SIGNIFICANCE AND USE
5.1 This practice covers test arrangements, measurement techniques, sampling methods, and calculations to be used for nondestructive evaluation of geomembranes using ultrasonic testing.  
5.2 Wave velocity may be established for particular geomembranes (for specific polymer type, specific formulation, specific density). Relationships may be established between velocity and both density and tensile properties of geomembranes. An example of the use of ultrasound for determining density of polyethylene is presented in Test Method D4883. Velocity measurements may be used to determine thickness of geomembranes (1, 2).4 Travel time and amplitude of transmitted waves may be used to assess the condition of geomembranes and to identify defects in geomembranes including surface defects (for example, scratches, cuts), inner defects (for example, discontinuities within geomembranes), and defects that penetrate the entire thickness of geomembranes (for example, pinholes) (3, 4). Bonding between geomembrane sheets can be evaluated using travel time, velocity, or impedance measurements for seam assessment (5-10). Examples of the use of ultrasonic testing for determining the integrity of field and factory seams through travel time and velocity measurements (resulting in thickness measurements) are presented in Practices D4437 and D4545, respectively. An ultrasonic testing device is routinely used for evaluating seams in prefabricated bituminous geomembranes in the field (11). Integrity of geomembranes may be monitored in time using ultrasonic measurements.

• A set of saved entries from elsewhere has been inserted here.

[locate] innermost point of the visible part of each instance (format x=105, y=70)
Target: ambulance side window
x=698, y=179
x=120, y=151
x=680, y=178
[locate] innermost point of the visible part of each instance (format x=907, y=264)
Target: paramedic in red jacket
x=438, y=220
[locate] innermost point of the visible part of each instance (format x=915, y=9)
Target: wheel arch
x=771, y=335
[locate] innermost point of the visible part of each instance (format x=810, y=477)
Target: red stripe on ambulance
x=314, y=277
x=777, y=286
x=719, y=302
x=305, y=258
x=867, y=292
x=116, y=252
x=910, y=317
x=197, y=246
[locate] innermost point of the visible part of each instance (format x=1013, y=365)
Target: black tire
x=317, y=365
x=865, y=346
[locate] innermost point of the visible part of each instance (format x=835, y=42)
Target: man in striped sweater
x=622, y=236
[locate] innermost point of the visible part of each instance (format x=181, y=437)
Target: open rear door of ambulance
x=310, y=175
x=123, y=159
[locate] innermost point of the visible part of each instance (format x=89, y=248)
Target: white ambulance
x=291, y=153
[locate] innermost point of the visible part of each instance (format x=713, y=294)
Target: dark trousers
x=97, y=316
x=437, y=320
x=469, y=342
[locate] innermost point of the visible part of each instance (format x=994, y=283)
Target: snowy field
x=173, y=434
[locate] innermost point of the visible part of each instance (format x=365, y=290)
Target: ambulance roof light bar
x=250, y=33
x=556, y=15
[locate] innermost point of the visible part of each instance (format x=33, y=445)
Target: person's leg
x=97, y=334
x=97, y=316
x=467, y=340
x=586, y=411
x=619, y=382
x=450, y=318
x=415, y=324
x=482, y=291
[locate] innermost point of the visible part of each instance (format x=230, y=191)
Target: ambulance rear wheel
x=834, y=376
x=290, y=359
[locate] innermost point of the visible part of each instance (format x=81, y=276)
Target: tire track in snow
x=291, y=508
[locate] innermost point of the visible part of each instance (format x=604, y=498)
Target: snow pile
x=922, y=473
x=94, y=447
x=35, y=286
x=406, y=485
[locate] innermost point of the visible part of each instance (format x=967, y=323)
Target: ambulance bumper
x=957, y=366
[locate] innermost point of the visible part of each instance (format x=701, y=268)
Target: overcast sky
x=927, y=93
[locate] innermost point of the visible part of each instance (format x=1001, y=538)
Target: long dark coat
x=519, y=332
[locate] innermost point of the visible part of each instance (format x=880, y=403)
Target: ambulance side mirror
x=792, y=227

Note 1: Differences may exist between ultrasonic measurements and measurements made using other methods due to differences in test conditions such as pressure applied and probe dimensions. An example is ultrasonic and mechanical thickness measurements.  
5.3 The method is applicable to testing both in the laboratory and in the field for parent material and seams. The test durations are very short as wave transmission through ...
SCOPE
1.1 This practice provides a summary of equipment and procedures for ultrasonic testing of geomembranes using the pulse echo method.  
1.2 Ultrasonic wave propagation in solid materials is correlated to physical and mechanical properties and condition of the materials. In ultrasonic testing, two wave propagation characteristics are commonly determined: velocity (based on wave travel time measurements) and attenuation (based on wave amplitude measurements). Velocity of wave propagation is used to determine thickness, density, and elastic properties of materials. Attenuation of waves in solid materials is used to determine microstructural properties of the materials. In addition, frequency characteristics of waves are analyzed to investigate the properties of a test material. Travel time, amplitude, and frequency distribution measurements are used to assess the condition of materials to identify damage and defects in solid materials. Ultrasonic measurements are used to determine the nature of materials/media in contact with a test specimen as well. Measurements are conducted in the time-domain (time versus amplitude) or frequency-domain (frequency versus amplitude).  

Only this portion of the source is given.